Ted Leo and the Pharmacists, Living with the Living
After more than fifteen years of dedicated musicianship, Ted Leo is still searching for his voice. His roots are in D.C. hardcore, but his music frequently draws on folk and British mod-rock. He’s political, but he has neither the proletarian singability of Phil Ochs or Billy Bragg nor the impressionistic power of the Minutemen or Fugazi. Most importantly, while Leo has a talent for guitar, a gift for incidental hooks, and a downright beautiful voice, he solos only passably and he rarely pens a memorable chorus.
Living with the Living reflects these conflicts. Leo breezes through marginally catchy maximum-folk-n-B numbers like “Army Bound,” “Colleen,” and “The World Stops Turning” with an idealism that borders on naivéte, as if he could add a couple of hooks to the right politics to make a good song. As with much of Leo’s work, the biggest weakness of these songs is that they’re simply not very challenging, for Leo or his audience.

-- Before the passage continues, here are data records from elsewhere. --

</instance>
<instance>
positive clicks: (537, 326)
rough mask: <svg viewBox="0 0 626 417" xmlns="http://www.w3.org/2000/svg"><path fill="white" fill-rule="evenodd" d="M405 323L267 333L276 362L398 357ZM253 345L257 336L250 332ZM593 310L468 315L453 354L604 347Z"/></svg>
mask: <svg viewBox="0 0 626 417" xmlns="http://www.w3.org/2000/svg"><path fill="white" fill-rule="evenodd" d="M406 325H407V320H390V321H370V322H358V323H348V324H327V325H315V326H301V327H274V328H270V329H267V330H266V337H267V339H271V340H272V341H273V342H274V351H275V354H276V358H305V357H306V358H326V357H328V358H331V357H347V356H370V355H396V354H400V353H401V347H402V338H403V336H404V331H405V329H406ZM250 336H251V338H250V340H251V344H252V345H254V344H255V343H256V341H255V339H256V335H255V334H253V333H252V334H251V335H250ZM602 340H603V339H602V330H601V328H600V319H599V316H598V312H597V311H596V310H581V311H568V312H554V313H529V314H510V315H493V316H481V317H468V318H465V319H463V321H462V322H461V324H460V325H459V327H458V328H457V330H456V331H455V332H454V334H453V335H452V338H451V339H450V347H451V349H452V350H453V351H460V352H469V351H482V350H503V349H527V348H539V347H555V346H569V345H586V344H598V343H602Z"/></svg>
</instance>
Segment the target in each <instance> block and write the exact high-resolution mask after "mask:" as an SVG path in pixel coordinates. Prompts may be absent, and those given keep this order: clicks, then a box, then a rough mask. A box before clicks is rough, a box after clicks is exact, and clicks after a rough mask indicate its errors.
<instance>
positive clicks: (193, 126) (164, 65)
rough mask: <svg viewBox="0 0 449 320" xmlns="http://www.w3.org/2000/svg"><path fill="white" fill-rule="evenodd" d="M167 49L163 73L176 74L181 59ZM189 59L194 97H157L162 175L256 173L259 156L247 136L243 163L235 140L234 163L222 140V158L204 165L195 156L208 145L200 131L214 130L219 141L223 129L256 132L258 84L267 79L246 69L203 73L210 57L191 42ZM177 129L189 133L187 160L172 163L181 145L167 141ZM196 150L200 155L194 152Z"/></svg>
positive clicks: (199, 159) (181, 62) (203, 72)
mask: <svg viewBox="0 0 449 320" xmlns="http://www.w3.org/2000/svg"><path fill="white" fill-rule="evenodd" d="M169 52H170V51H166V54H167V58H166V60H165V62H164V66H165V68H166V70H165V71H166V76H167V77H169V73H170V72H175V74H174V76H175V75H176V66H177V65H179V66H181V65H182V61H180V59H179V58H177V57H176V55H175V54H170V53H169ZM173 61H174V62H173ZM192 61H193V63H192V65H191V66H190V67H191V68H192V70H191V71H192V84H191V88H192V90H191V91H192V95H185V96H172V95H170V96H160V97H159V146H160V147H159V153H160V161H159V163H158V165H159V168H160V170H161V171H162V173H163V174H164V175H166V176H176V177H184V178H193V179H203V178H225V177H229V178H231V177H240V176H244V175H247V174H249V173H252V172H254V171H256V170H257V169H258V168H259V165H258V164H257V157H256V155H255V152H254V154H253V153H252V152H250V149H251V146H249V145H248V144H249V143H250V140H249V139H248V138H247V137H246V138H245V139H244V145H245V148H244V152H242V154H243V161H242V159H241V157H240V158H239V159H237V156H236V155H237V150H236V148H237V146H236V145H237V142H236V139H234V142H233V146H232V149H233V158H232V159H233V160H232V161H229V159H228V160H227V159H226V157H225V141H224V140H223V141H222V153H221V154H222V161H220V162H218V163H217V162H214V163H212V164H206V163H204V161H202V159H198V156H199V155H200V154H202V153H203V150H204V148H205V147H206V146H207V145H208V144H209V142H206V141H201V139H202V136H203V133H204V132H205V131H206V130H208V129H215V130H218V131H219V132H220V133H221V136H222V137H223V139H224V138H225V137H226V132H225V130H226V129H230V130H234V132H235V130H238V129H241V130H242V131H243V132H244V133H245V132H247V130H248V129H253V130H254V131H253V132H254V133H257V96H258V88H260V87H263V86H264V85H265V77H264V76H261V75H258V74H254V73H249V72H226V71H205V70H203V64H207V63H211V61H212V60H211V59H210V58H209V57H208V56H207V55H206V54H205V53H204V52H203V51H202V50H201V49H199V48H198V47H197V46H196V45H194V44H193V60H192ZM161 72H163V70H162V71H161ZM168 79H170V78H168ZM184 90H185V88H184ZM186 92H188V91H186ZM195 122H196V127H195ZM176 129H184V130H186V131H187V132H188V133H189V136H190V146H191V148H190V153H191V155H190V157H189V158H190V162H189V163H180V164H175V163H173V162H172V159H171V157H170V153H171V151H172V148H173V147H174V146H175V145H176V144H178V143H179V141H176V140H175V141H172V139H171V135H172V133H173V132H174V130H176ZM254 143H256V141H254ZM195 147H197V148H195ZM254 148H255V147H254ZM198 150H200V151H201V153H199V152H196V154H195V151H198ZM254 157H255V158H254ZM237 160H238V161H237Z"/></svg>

Fortunately, the easy pop tracks are cut with songs that are starting to show a bit of edge. On opener “The Sons of Cain,” Leo’s honeydew voice cracks into a bracing shriek, a welcome sound that’s all too rare for someone who came of age in D.C. His political material is starting to get more canny as well: “C.I.A.” closes the album with a indictment, “only you know what you’ve done,” that, repeated, begins to implicate the listener along with the spooks. The ambiguity doubles its punch. Living with the Living‘s best songs, “La Costa Brava” and “The Lost Brigade,” lay understated, personal refrains over wonderfully patient emo-indie builds. Perhaps it’s less an “edge” than the twinge of real emotion; when Leo reflects in “The Lost Brigade” that “Every little memory is a song,” we get the impression that he’s finally collecting the right memories to match his talent.